Colorado

Family Law

Section 14-13-310 – Hearing and order

(1) Unless the court issues a temporary emergency order pursuant to section 14-13-204, upon a finding that a petitioner is entitled to immediate physical custody of the child, the court shall order that the petitioner may take immediate physical custody of the child unless the respondent establishes that:

(a) The child-custody determination has not been registered and confirmed under section 14-13-305 and that:

(I) The issuing court did not have jurisdiction under part 2 of this article;
(II) The child-custody determination for which enforcement is sought has been vacated, stayed, or modified by a court of a state having jurisdiction to do so under a provision of law adopted by that state that is in substantial conformity with part 2 of this article; or
(III) The respondent was entitled to notice, but notice was not given in accordance with standards in substantial conformity with the standards set forth in section 14-13-108, in the proceedings before the court that issued the order for which enforcement is sought; or
(b) The child-custody determination for which enforcement is sought was registered and confirmed under section 14-13-305 but has been vacated, stayed, or modified by a court of a state having jurisdiction to do so under this part 3.
(2) The court shall award the fees, costs, and expenses authorized under section 14-13-312 and may grant additional relief, including a request for the assistance of law enforcement officials, and set a further hearing to determine whether additional relief is appropriate.
(3) If a party called to testify refuses to answer on the ground that the testimony may be self-incriminating, the court may draw an adverse inference from the refusal.
(4) A privilege against disclosure of communications between spouses and a defense of immunity based on the relationship of husband and wife or parent and child may not be invoked in a proceeding under this part 3.
(5) A privilege against disclosure of communications between partners in a civil union and a defense of immunity based on the relationship of partners in a civil union or parent and child may not be invoked in a proceeding under this part 3.

C.R.S. § 14-13-310

Amended by 2013 Ch. 49,§ 16, eff. 5/1/2013.
L. 2000: Entire article R&RE, p. 1535, § 1, effective July 1. L. 2013: (5) added, (SB 13-011), ch. 49, p. 164, § 16, effective May 1.

OFFICIAL COMMENT

The scope of inquiry for the enforcing court is quite limited. Federal law requires the court to enforce the custody determination if the issuing state’s decree was rendered in compliance with the PKPA. 28 U.S.C. § 1738A(a). This Act requires enforcement of custody determinations that are made in conformity with Part 2’s jurisdictional rules.

The certified copy, or a copy of the certified copy, of the custody determination entitling the petitioner to the child is prima facie evidence of the issuing court’s jurisdiction to enter the order. If the order is one that is entitled to be enforced under Part 2 and if it has been violated, the burden shifts to the respondent to show that the custody determination is not entitled to enforcement.

It is a defense to enforcement that another jurisdiction has issued a custody determination that is required to be enforced under Part 2. An example is when one court has based its original custody determination on the UCCJA § 3(a)(2) (significant connections) and another jurisdiction has rendered an original custody determination based on the UCCJA § 3(a)(1) (home State).

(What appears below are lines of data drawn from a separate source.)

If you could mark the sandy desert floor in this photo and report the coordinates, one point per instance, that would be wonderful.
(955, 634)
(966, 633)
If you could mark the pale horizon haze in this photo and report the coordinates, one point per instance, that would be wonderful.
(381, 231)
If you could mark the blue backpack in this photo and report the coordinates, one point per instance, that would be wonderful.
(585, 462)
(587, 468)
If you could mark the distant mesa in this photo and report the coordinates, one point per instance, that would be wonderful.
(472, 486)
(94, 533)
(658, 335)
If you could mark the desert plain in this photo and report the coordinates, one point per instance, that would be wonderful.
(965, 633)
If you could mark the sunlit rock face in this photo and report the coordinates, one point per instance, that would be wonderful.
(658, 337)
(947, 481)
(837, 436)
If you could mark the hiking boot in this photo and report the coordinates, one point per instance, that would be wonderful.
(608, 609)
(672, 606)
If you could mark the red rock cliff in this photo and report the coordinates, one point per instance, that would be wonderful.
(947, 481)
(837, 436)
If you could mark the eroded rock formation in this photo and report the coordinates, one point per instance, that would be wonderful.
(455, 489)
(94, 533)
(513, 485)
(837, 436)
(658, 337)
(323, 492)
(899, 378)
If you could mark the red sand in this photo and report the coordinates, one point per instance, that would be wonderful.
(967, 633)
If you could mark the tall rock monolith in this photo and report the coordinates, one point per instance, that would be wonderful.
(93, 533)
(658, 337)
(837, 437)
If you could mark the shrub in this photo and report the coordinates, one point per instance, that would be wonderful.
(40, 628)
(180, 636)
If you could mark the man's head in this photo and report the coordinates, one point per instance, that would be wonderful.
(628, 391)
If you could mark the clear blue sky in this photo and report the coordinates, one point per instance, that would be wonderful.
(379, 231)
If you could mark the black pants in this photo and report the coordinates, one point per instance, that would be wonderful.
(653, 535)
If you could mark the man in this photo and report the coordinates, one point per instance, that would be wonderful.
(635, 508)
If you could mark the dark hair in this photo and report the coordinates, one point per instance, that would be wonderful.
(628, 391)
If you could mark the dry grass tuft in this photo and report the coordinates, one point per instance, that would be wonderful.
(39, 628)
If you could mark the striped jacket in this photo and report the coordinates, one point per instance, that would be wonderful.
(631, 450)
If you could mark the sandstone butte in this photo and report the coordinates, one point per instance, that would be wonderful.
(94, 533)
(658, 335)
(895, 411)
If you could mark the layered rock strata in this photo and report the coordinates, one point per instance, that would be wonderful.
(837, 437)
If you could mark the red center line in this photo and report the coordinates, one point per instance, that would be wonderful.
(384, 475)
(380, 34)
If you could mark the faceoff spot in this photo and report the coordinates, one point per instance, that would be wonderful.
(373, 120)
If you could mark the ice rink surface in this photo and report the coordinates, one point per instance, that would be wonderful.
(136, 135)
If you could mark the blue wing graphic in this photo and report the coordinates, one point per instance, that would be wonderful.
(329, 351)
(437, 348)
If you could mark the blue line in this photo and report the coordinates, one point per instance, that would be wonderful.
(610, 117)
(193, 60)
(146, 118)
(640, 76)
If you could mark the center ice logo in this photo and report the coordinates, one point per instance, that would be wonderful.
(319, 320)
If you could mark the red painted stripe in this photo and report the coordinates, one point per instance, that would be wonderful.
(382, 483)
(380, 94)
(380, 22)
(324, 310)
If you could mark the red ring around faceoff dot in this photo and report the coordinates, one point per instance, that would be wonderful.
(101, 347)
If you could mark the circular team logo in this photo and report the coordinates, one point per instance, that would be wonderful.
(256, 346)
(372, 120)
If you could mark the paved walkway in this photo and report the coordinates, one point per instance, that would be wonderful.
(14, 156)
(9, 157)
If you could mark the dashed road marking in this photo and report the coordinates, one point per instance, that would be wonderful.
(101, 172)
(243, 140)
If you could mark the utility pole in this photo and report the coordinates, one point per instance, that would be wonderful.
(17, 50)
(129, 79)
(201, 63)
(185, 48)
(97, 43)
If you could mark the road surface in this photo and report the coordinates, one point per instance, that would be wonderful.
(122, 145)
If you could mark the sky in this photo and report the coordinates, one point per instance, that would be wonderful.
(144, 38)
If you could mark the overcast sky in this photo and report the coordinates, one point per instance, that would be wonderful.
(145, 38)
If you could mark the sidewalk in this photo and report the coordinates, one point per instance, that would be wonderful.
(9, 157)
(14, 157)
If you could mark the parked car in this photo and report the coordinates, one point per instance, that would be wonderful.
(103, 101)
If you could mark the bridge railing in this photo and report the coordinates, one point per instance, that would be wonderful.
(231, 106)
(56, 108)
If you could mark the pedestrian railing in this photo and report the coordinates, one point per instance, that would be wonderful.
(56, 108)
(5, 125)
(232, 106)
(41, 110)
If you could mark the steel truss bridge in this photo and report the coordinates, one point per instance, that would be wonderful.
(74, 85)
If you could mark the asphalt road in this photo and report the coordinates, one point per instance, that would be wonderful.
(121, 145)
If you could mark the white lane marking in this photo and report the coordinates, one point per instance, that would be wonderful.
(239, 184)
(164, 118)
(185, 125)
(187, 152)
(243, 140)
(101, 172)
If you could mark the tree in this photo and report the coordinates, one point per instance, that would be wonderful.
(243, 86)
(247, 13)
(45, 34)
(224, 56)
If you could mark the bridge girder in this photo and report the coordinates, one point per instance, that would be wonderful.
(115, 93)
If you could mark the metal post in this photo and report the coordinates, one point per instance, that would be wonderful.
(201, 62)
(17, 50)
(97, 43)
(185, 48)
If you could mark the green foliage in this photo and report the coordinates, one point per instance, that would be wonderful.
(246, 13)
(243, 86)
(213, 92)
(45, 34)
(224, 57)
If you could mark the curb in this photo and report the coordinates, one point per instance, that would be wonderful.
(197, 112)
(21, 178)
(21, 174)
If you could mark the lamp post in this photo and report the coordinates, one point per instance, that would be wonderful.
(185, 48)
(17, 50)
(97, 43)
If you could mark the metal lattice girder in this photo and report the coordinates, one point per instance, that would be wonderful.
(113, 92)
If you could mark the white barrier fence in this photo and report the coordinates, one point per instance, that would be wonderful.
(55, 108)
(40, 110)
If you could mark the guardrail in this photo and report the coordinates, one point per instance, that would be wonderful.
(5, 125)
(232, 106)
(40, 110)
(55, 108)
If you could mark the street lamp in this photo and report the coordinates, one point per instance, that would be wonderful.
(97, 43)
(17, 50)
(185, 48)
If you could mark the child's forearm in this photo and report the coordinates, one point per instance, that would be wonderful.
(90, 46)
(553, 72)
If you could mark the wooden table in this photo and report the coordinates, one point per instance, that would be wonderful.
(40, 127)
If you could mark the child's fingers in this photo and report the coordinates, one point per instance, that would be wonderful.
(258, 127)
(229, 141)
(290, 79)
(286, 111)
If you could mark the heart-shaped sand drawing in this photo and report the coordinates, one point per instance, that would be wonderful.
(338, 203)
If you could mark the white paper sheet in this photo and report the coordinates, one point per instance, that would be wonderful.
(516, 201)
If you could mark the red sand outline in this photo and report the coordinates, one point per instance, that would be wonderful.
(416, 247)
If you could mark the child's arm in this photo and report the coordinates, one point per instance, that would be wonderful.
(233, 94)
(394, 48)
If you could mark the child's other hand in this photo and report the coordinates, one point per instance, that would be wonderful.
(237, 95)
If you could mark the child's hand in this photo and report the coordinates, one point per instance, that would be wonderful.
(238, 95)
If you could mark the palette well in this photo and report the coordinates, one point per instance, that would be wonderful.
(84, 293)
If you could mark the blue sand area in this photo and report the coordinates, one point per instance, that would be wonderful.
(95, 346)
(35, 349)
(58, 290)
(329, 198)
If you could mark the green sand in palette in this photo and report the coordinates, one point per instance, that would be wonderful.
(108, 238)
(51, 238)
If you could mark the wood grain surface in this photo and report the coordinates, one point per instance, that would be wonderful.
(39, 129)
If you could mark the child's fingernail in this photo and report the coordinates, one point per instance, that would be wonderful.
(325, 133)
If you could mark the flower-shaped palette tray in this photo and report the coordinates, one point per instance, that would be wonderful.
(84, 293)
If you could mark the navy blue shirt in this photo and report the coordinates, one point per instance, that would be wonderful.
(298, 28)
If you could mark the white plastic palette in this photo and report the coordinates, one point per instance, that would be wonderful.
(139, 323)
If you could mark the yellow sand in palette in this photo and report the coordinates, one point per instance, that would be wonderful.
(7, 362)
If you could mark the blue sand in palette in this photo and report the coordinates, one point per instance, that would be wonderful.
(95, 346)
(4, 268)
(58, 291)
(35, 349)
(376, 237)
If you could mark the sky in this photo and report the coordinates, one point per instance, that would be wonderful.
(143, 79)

When this occurs, Part 2 of this Act, as well as the PKPA, mandate that the home state determination be enforced in all other States, including the State that rendered the significant connections determination.

Lack of notice in accordance with Section 14-13-108 by a person entitled to notice and opportunity to be heard at the original custody determination is a defense to enforcement of the custody determination. The scope of the defense under this Act is the same as the defense would be under the law of the State that issued the notice. Thus, if the defense of lack of notice would not be available under local law if the respondent purposely hid from the petitioner, took deliberate steps to avoid service of process or elected not to participate in the initial proceedings, the defense would also not be available under this Act.

There are no other defenses to an enforcement action. If the child would be endangered by the enforcement of a custody or visitation order, there may be a basis for the assumption of emergency jurisdiction under Section 14-13-204 of this Act. Upon the finding of an emergency, the court issues a temporary order and directs the parties to proceed either in the court that is exercising continuing jurisdiction over the custody proceeding under Section 14-13-202, or the court that would have jurisdiction to modify the custody determination under Section 14-13-203.

The court shall determine at the hearing whether fees should be awarded under Section 14-13-312. If so, it should order them paid. The court may determine if additional relief is appropriate, including requesting law enforcement officers to assist the petitioner in the enforcement of the order. The court may set a hearing to determine whether further relief should be granted.

The remainder of this section is derived from UIFSA § 316 with regard to the privilege of self-incrimination, spousal privileges, and immunities. It is included to keep parallel the procedures for child support and child custody proceedings to the extent possible.